La instantánea de catarsis por el que deambula Reino Unido

Hoy por hoy, Reino Unido es un país dividido y sumido en una profunda crisis que duda visiblemente de su salida de la Unión Europea, sobre todo, si se ciñe a los distintos sentires de las generaciones más jóvenes que han conocido a cuatro líderes distintos en apenas seis años, todos ellos correspondientes al Partido Conservador que no consigue dar con la llave maestra de la estabilidad, mientras acuciantemente se desmorona en los sondeos.

Tras unos meses frenéticos y agitados con el desplome de Boris Johnson (1964-58 años) y la recalada a Dowing Street de Liz Truss (1975-47 años), para presentar su dimisión tras seis semanas, y entre medio, el fallecimiento inesperado de la reina Isabel II (1926-2022), arrastra los estragos de la inestabilidad energética y económica con la inflación desatada y graves inconvenientes de suministros a causa del Brexit.

Y es que, la que hasta entonces era la primera ministra del Reino Unido, compareció con un programa fiscal que comprendía recortes en los impuestos para al menos neutralizar la crisis económica, pero su plan no gozó de los efectos esperados. El propósito de Truss y del ministro de economía, Kwasi Kwarteng (1975-47 años), se basaban en reducir los impuestos para que la ciudadanía británica poseyera más y de esta manera reavivar la economía. Algo así como una reacción en cadena: si la gente contribuye con menos impuestos posee más dinero para gastar y los negocios tienen más ingresos para invertir y contratar a más personas.
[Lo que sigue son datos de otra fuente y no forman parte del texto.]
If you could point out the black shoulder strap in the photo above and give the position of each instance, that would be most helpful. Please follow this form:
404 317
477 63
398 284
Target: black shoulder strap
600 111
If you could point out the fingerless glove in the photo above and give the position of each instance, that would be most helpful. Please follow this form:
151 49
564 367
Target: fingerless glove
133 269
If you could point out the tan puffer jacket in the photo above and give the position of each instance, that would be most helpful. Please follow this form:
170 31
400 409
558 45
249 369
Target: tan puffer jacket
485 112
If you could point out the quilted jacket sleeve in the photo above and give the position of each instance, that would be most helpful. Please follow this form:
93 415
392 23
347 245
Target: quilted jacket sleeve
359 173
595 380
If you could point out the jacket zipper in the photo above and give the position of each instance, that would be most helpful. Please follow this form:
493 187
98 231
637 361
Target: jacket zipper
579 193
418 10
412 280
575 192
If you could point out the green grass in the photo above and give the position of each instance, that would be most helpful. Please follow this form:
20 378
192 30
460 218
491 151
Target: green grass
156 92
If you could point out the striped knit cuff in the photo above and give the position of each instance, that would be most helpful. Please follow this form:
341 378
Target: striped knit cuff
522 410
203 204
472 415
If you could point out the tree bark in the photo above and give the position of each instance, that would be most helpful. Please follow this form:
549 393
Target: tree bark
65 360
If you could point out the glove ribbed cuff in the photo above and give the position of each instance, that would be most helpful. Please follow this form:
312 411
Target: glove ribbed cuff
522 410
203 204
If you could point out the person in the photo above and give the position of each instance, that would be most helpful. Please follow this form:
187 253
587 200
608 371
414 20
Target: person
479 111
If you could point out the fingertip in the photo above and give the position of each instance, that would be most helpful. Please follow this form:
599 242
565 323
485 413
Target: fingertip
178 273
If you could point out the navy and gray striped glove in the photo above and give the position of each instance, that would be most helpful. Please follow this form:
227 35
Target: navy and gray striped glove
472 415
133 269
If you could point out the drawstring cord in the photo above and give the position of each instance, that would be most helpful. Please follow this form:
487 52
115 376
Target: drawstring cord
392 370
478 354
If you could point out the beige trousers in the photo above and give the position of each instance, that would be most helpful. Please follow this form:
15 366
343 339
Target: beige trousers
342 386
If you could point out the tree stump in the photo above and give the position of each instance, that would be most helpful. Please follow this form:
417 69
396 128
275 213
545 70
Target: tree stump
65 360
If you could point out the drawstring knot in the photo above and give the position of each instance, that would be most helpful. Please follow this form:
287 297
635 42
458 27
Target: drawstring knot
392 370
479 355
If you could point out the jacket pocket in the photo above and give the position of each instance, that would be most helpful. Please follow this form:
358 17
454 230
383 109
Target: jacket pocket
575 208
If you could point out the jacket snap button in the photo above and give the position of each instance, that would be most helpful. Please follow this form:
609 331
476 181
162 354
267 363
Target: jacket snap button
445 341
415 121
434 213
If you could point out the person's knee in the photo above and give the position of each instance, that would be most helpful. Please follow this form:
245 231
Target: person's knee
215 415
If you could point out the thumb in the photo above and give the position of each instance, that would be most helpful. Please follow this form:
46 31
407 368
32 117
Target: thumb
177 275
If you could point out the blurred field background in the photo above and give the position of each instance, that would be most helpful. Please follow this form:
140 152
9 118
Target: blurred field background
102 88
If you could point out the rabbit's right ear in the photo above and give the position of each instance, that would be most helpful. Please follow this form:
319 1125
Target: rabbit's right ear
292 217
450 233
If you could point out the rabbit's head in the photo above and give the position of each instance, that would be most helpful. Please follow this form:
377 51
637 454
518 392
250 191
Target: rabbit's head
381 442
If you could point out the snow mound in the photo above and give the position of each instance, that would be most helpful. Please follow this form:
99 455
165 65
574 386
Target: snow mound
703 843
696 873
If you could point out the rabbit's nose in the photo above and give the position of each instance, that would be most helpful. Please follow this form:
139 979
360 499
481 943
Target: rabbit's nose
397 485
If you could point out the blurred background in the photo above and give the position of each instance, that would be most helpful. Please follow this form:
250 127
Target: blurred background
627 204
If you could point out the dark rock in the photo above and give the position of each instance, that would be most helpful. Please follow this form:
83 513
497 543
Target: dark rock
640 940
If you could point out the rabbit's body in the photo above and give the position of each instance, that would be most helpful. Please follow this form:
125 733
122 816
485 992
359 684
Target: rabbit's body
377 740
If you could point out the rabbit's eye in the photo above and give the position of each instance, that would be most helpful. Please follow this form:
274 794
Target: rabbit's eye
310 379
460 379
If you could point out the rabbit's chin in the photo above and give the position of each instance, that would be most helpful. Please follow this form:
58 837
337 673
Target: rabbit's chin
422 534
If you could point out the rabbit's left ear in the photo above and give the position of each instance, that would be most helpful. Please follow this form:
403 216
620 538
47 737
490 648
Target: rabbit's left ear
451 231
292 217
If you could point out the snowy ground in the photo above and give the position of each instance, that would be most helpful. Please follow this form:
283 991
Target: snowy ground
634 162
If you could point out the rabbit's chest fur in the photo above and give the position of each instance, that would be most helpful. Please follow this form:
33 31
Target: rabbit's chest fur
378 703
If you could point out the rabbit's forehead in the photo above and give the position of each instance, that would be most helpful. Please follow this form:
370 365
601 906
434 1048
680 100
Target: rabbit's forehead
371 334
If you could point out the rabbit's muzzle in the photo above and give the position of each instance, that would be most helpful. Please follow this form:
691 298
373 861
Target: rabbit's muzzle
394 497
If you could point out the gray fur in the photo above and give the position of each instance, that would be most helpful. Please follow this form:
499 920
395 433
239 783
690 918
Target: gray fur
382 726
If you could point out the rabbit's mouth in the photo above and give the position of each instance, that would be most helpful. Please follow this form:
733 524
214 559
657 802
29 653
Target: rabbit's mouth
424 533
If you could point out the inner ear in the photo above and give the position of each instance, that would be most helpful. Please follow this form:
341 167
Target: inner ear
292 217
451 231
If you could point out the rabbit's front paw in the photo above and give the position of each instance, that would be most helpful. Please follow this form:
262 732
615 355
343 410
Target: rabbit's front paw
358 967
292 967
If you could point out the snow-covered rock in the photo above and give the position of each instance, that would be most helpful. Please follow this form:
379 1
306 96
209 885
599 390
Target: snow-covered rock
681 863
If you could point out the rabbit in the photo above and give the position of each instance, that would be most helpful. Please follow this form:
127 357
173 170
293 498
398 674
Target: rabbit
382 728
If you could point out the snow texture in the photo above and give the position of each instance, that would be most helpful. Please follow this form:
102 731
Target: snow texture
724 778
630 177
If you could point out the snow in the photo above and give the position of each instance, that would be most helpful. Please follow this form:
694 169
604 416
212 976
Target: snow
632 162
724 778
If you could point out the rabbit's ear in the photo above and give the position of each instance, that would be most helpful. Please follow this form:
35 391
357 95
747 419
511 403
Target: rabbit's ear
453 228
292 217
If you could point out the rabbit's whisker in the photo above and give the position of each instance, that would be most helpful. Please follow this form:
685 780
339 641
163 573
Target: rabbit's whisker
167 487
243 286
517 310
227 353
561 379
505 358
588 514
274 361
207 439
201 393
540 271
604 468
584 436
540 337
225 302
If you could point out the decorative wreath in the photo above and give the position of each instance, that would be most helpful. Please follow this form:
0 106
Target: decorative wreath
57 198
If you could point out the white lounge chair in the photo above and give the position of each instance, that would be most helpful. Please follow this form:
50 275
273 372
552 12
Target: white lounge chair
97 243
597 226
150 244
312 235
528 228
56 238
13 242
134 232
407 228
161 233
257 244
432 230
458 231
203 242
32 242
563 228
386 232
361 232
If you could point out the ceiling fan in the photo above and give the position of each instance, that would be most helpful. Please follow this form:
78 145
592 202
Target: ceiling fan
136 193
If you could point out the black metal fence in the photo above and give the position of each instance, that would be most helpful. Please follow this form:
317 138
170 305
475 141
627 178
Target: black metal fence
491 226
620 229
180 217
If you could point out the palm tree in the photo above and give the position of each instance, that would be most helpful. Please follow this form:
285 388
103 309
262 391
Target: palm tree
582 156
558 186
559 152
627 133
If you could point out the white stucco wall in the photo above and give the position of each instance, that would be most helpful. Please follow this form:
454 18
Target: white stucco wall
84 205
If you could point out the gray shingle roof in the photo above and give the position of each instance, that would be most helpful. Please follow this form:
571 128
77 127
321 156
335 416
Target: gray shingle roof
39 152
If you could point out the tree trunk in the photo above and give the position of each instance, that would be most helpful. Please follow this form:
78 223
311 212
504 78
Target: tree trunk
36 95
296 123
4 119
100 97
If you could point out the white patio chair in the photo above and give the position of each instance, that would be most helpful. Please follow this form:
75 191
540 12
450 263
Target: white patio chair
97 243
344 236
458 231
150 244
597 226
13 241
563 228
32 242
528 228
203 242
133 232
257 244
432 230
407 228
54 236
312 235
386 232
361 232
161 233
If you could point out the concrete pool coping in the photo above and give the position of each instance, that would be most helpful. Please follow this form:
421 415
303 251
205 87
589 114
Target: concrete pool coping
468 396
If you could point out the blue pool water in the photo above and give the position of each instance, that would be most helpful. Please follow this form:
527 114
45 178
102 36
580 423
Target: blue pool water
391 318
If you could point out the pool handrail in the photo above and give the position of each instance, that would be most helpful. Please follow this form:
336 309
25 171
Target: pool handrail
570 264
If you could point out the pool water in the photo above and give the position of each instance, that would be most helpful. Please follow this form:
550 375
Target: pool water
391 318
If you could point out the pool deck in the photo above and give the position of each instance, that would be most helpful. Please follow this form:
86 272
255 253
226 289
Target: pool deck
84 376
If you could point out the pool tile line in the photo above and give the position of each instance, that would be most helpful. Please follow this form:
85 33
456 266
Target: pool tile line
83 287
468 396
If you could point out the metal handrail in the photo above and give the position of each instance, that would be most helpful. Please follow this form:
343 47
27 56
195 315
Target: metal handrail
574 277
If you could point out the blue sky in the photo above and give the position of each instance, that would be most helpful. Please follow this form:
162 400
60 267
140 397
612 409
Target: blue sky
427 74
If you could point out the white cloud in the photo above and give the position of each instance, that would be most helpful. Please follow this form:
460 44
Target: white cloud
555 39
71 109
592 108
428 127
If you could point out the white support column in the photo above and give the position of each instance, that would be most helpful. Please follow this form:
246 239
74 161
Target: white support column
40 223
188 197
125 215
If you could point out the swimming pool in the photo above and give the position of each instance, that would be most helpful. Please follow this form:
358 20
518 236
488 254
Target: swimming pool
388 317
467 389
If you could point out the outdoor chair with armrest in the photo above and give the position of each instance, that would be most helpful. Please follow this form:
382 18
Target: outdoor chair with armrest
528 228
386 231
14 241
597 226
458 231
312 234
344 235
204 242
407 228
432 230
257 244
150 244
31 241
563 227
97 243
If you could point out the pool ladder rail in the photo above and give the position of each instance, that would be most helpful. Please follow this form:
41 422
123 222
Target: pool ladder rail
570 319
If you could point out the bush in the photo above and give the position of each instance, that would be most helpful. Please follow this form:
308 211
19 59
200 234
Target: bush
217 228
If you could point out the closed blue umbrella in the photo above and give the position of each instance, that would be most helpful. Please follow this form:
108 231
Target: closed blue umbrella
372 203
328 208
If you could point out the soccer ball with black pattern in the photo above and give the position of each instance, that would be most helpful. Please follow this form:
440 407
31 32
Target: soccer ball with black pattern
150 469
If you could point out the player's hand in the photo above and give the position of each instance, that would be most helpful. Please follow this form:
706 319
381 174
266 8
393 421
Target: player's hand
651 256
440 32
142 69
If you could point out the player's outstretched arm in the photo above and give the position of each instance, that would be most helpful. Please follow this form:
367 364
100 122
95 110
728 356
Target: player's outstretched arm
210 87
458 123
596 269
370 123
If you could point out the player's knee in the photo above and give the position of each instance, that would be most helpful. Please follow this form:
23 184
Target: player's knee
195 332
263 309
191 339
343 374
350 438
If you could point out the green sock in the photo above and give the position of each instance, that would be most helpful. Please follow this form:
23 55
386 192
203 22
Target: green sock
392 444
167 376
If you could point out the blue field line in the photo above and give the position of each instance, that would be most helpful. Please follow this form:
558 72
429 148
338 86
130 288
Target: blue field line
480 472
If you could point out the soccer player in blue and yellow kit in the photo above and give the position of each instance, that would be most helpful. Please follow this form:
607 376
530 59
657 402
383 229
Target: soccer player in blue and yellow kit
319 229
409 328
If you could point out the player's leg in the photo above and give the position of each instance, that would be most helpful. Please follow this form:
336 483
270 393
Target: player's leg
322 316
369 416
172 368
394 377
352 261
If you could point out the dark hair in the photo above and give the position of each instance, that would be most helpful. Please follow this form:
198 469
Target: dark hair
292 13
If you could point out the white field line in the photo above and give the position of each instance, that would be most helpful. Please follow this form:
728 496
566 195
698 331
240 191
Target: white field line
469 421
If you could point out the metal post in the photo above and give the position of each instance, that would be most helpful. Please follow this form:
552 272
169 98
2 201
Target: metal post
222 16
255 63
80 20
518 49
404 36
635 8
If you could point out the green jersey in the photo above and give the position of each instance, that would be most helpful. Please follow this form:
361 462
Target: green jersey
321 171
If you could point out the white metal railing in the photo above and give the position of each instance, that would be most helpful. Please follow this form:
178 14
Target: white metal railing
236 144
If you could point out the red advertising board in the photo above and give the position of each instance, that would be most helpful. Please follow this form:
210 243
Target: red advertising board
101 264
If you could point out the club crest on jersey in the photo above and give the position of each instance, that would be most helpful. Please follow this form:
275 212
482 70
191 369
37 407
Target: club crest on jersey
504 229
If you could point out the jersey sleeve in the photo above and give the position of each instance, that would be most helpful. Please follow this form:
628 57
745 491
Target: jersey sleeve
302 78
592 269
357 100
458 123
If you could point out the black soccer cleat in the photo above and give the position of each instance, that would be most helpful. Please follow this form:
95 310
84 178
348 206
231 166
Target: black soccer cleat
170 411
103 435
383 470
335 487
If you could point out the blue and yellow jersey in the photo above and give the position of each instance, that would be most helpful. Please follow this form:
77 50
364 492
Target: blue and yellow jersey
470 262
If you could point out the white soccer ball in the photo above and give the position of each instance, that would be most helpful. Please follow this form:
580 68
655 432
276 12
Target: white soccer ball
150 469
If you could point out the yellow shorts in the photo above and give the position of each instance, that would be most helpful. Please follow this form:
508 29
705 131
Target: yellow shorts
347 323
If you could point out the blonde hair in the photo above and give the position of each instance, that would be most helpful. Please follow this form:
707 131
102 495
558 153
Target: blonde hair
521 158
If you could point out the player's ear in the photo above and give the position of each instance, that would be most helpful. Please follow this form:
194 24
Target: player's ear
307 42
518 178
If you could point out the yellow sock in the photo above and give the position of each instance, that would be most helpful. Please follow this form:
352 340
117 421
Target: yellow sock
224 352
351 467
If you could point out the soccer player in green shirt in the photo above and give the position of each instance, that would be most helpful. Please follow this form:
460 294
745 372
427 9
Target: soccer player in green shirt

O lo que es lo mismo: decrece el paro y se impulsa el crecimiento económico.

Sin embargo, esta fórmula habría de lidiar un riesgo: si se rebajan los impuestos, el Estado deja de ingresar dinero para sufragar los servicios públicos y esto puede comportar una subida de la deuda pública y un déficit significativo.

“He aquí el último golpe de efecto que pretende empotrar la economía británica con la salida intempestiva de Truss, que no deja de eludir las convulsiones desde el Brexit, que, por otro lado, parece como si este se resistiese a pasar de la historia”

Este contexto potencial produjo inquietud entre los inversores que retiraron su dinero del Reino Unido. Como resultado se originó un declive del valor de la libra esterlina que obtuvo el precio más bajo de las últimas décadas. De hecho, el Banco de Inglaterra tuvo que actuar y comprar deuda pública para restablecer su valor.

Asimismo, el plan fiscal abarcaba una disminución de los impuestos en las rentas más elevadas: se excluía el impuesto del 45% del IRPF sobre la renta de las personas que reciben más de 150.000 libras al año. La intención era que estas cantidades pudieran invertir y crear otras empresas.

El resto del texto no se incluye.